Il problema vero dell’accoglienza all’italiana sta nella pretesa, divenuta consuetudine, che il nostro Paese, che non è smisurato ma piuttosto piccolo, si faccia carico di tutti i richiedenti asilo del mondo, che non sono altro che, nella stragrande maggioranza dei casi, migranti economici, dunque non perseguitati in fuga dalle guerre, i quali tentano, purtroppo con successo, di entrare e stabilirsi in Italia illegalmente, sanando, una volta toccato il nostro suolo, questa clandestinità attraverso la presentazione di una richiesta di asilo o di protezione umanitaria.

Questa richiesta, pure quando viene bocciata, ossia rigettata, non determina il rimpatrio del migrante, il quale permane sul nostro territorio in uno stato di totale irregolarità, che lo rende permeabile alla delinquenza, alla devianza, al crimine, e che inoltre non rappresenta una condizione umana e ideale per la sua evoluzione personale e per la sua dignità di persona.

Meglio sarebbe rispedire questa gente a casa propria o non farla entrare del tutto anziché seguitare ad accogliere masse gigantesche di individui che non siamo in grado di assorbire e mantenere e alle quali non siamo in grado di garantire un futuro, non perché siamo razzisti ma perché è fisiologicamente impossibile per uno Stato poterlo fare.

Insomma, la questione più spinosa, in questa materia, è l’assenza di limiti all’accoglienza, pur avendo l’Italia, dalla quale si pretende che incameri tutti, limiti geografici, economici, e limiti posti dalla legge, la quale prevede che uno Stato, incluso il nostro, ponga regole, condizioni e requisiti perché gli stranieri possano entrare, soggiornare, stabilirvisi, ove ne ricorrano i presupposti.

Del resto, come può una Nazione piccola come la nostra, la quale ha una popolazione di circa 60 milioni di abitanti, inglobare tutti coloro che in massa provengono dal Bangladesh, che ha una popolazione di 173 milioni di abitanti, o dal Pakistan, che ha una popolazione di 240 milioni, o dall’Egitto, che ha una popolazione di 112 milioni?

Eppure, in base alle sentenze con la quali è stato negato il trasferimento dei clandestini in Albania allo scopo di operare i rimpatri di coloro che non vantano alcun diritto di asilo, pare che l’Italia sia obbligata ad aprire le frontiere a tutti coloro che espatriano da quei territori, in quanto avrebbero diritto all’accoglienza provenendo da Paesi reputati dai magistrati “non sicuri”, inospitali.

Ma è legittimo, razionale, legale costringere uno Stato ad inglobare clandestini, migranti privi di documenti, persone che scelgono le vie illegali per migrare, ledendo così l’indiscutibile prerogativa dell’entità statuale di determinare chi possa entrare e chi no, senza riconoscere e fissare alcun limite in relazione alla quantità, ovvero al numero di soggetti che verso tale Paese muovono?

Chi scappa dalla guerra o dalla fame o dalle torture si rifugia nello Stato sicuro più vicino.

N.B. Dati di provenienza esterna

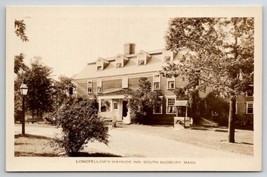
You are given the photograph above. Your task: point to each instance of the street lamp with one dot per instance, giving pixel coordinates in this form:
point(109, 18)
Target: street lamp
point(23, 91)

E questo non è l’Italia.

Non possiamo che concludere che sussista, da parte dei clandestini, la cattiva fede di farsi passare per profughi per venire in Italia e godere dei vantaggi garantiti da un simile status e, da parte di una certa magistratura, la cattiva fede di consentire questo giochino sporco, di cui gli italiani sono stanchi e che produce insicurezza crescente nonché altre spinose problematiche di ordine pubblico, sociali ed economiche.